Letter from THOMAS WILLIAM SILLOWAY to GEORGE PERKINS MARSH, dated October 2, 1857.
My Friend Marsh
I am at last enabled to transmit to you, some copies of the Perspective of our anticipated Capitol. I have done my best to have produced a good picture and am pleased to think that my efforts have not been in vain. A deal of attention and anxiety has been expended to produce it, of which no one save myself can be conversant. I hope and even dare to think, you will be pleased with the . I like it quite as well as any we have had. Twenty copies of the drawing I send to Mr. Williams for himself, Judge Porter, and the Governor: the rest, I send to doct Powers. If you have any directions for him please write to him immediately so that he may be informed at the time of the meeting of the session. I order but 400 copies of the picture. More can be and at any time they are needed. Please give me your criticisms of the as soon as convenient, as I wish to make my working drawings. All the old ones, I lay aside.
I am yours very trulyThomas W. Silloway
121 Court St.
References in this letter:
Norman Williams, (1791-1868) was a State Senator in 1854 and 1855 before he was named by Governor Fletcher, to the committee which oversaw the construction of the new State House in Montpelier, to replace the building destroyed by fire in 1857.
John Porter, (1798-1886), of Hartford, Vermont, was State Senator for the years 1842 and 1843, a probate judge for the district of Hartford for the years of 1850-1886, as well as serving as a commission to oversee the reconstruction of the State House in Montpelier.
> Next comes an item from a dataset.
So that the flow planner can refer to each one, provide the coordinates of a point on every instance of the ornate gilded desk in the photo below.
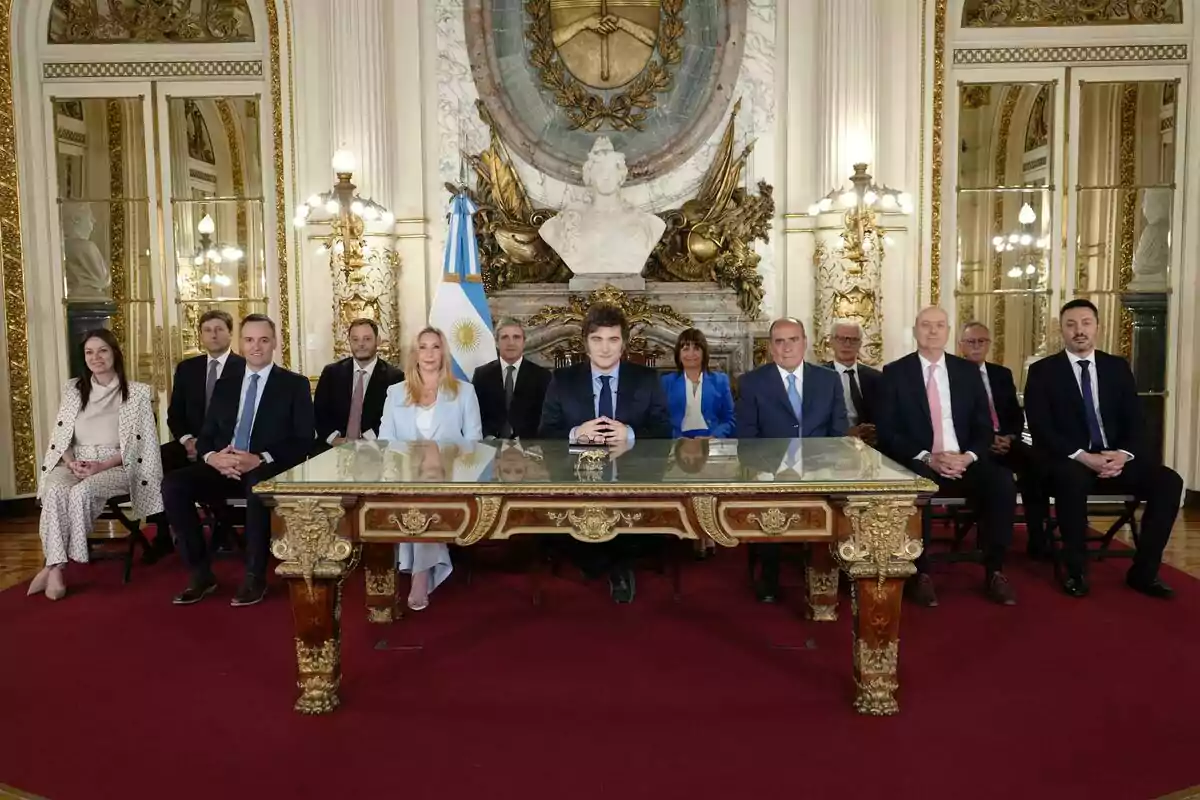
(354, 503)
Governor Ryland Fletcher, (1799-1885), was born in Cavendish, Vermont. He was the first distinctly Republican Governor of the state of Vermont, and was active in the anti-slavery movement. On January 6, 1857, during his administration, the State House in Montpelier was destroyed by fire, and he appointed a committee to oversee the reconstruction.
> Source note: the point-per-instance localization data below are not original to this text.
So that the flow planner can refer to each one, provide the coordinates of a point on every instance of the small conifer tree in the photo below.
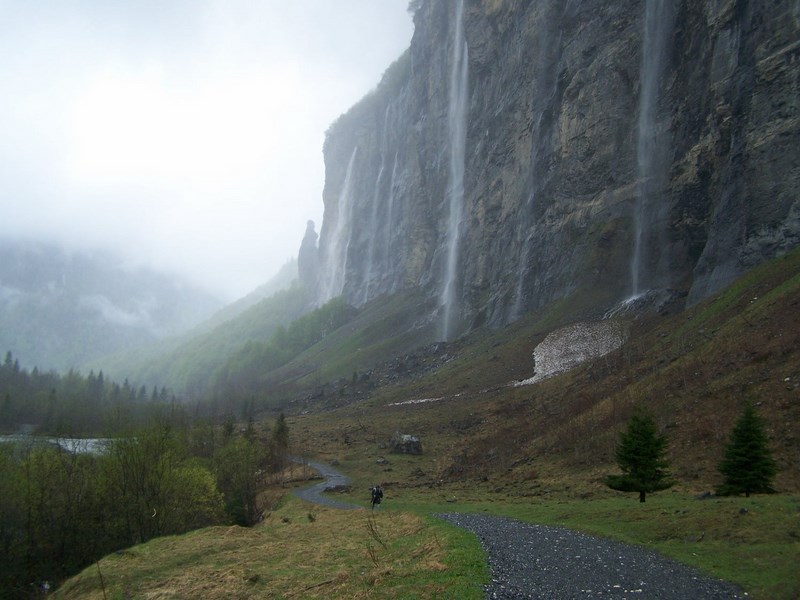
(640, 456)
(747, 465)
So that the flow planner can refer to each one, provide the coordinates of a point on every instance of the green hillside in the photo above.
(538, 452)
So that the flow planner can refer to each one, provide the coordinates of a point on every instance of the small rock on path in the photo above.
(537, 561)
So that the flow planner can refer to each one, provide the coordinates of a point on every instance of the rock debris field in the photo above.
(537, 561)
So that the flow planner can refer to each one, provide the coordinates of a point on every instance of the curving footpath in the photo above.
(542, 562)
(537, 561)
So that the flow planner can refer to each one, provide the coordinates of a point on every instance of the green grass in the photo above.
(299, 551)
(758, 550)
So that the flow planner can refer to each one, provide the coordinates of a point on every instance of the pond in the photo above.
(93, 446)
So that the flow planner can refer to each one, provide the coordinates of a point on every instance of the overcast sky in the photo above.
(183, 134)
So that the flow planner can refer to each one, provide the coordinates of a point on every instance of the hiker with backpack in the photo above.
(377, 494)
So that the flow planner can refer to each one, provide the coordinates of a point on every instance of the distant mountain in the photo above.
(61, 309)
(187, 363)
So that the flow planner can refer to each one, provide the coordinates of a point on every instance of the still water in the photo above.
(79, 445)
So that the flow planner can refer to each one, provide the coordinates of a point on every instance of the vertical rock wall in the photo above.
(551, 177)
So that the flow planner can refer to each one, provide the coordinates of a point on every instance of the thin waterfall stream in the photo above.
(457, 128)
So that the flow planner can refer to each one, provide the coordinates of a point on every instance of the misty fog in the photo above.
(185, 136)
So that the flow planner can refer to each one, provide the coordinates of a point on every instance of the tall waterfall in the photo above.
(658, 20)
(390, 222)
(457, 129)
(335, 264)
(372, 273)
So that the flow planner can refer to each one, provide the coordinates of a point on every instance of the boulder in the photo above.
(402, 443)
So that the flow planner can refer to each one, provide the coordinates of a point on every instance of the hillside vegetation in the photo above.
(537, 452)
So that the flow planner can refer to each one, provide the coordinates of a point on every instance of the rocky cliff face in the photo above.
(522, 152)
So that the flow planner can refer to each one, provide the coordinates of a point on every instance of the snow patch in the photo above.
(570, 346)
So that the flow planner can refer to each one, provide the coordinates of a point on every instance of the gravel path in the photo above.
(333, 479)
(536, 561)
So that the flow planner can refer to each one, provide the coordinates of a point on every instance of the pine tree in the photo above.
(747, 465)
(640, 456)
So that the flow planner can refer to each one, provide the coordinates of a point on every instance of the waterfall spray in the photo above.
(336, 263)
(457, 129)
(658, 21)
(370, 275)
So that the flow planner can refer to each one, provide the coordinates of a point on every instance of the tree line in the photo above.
(73, 404)
(61, 510)
(747, 466)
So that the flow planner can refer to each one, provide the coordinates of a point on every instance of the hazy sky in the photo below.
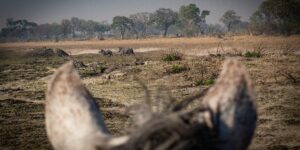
(48, 11)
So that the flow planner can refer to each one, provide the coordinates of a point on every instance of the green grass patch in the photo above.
(177, 69)
(253, 54)
(172, 57)
(205, 82)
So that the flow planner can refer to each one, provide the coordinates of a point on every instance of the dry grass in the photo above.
(22, 94)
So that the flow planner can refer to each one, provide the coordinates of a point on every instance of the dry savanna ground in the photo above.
(177, 67)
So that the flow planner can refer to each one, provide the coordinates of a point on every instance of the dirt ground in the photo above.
(273, 63)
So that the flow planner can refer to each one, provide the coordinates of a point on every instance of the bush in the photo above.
(172, 57)
(177, 69)
(256, 54)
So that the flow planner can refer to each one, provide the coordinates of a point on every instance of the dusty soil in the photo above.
(275, 74)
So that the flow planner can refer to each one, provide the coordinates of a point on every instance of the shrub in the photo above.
(177, 69)
(256, 54)
(172, 56)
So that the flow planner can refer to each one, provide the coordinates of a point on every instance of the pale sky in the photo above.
(48, 11)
Dr. Thomas E. Powers, (1808-1876), of Woodstock, Vermont, was appointed by Governor Fletcher to be the Superintendent of Construction of the 1858-1860 project, to build a new State House in Montpelier to rebuild the structure burned in 1857. He and the architect, Thomas W. Silloway, were soon at loggerheads over their roles in the project. Powers became State Senator in 1861.
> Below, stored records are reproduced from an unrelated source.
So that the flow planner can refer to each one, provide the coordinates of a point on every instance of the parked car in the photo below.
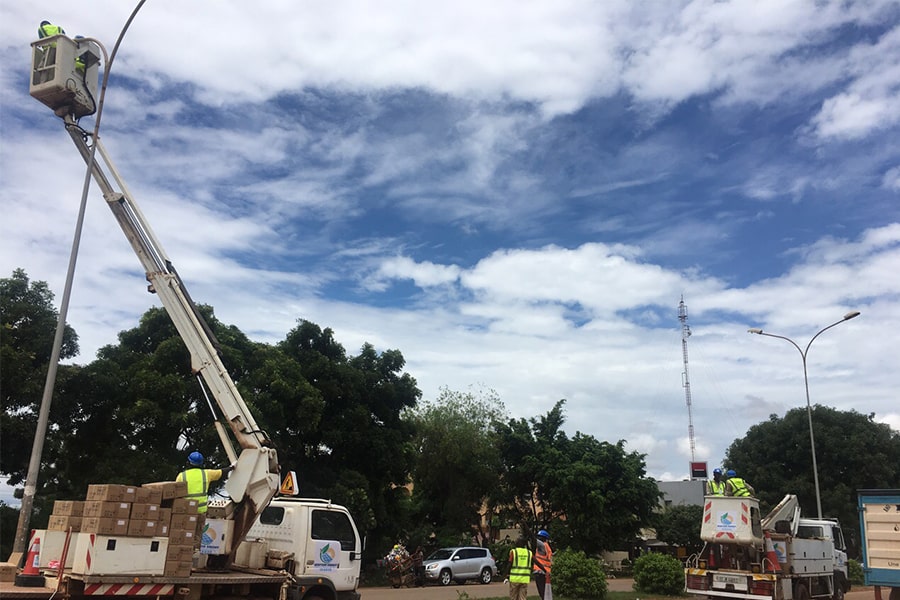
(460, 564)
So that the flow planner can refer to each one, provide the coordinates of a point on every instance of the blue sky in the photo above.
(515, 195)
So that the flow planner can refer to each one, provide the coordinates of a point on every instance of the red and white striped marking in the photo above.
(129, 589)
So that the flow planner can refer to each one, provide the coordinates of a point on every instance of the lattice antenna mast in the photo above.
(685, 378)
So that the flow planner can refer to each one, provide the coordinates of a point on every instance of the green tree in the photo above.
(680, 526)
(575, 575)
(27, 329)
(593, 495)
(362, 452)
(656, 573)
(852, 451)
(458, 461)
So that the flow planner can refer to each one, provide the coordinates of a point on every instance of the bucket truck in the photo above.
(779, 557)
(279, 549)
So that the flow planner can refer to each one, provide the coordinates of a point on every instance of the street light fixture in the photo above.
(803, 353)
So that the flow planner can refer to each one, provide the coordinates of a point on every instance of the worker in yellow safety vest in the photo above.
(198, 479)
(735, 486)
(519, 570)
(716, 485)
(47, 29)
(45, 56)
Thomas W. Silloway, (1828-1910), was only thirty years old in 1857 when he was chosen architect for the new State House in Montpelier. Silloway was from Massachusetts, and had worked in the office of Ammi B. Young, the architect who designed the previous building. Silloway and Dr. Powers, the superintendent of construction for the 1857 job, had worked together to design and build a new courthouse in Woodstock, Vermont, that burned in 1854.